Beat the Heat
Tips to Handle the Heat this Summer
With the dog days of summer heating up all over the country, pushing temps into the triple digits, it is important to stay hydrated and keep cool, especially for children and the elderly.
When it comes to exercise during the summer months, choose cooler times of day. Working out in the heat and humidity can make all parts of your body sweat, including your feet.
When feet are wet, blisters can develop, so wear socks that are 100 percent cotton. If you feel a hot spot developing, find a place in the shade to sit down and inspect your feet. Put a bandage on the tender area, and let your feet dry.
When working outdoors, take periodic breaks in a cool area. It is important to relax, slow down, and pace yourself. Drink plenty of water and non-alcoholic beverages, don’t wait until you feel thirsty.
In hot weather, as much as three to four quarts of fluids per day are recommended. Avoid alcohol and caffeine which are diuretics – substances that increase water loss via the urine.
Sport drinks, such as Gatorade, are high in sodium and are only needed if you exercise or work hard and for long periods of time. Water-filled fruits and vegetables add to your hydration level, but not in significant amounts.
When it comes to the type of clothing to wear during the heat, dress in light, loose cotton clothing which allows air to circulate, helping keep you cooler. Natural fibers like cotton, are much cooler than synthetics. Protective hats are a must, as they provide shade for the face and neck, while keeping the sun out of the eyes.
If you do have to go out in the heat, use sunscreen, even on overcast days. Women’s Health Magazine recommends using sunscreen with a minimum of SPF 15 (Sun Protection Factor) on all body parts exposed to the sun including the back of neck, ears, and lips. The most effective products say “broad spectrum” or “UVA/UVB protection” on their labels.
Keep cool with fans, air conditioning, and cool baths or showers.
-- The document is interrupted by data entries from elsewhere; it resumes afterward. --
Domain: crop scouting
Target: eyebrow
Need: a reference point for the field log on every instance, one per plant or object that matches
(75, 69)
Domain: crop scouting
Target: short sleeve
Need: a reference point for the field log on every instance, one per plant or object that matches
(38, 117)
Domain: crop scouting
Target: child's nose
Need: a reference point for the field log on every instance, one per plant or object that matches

Make your own air conditioner by placing a bowl of ice in front of a fan. Window fans work best when blowing air out, so put your fan on the sunny side of the dwelling and let it expel the hot air while pulling cool air from open windows on the shady side. Keep shades or curtains pulled on the sunny side of the house.
By following common sense and these simple tips, handling the summer’s heat should be a little easier. Stay hydrated and cool, and most importantly, listen to your body.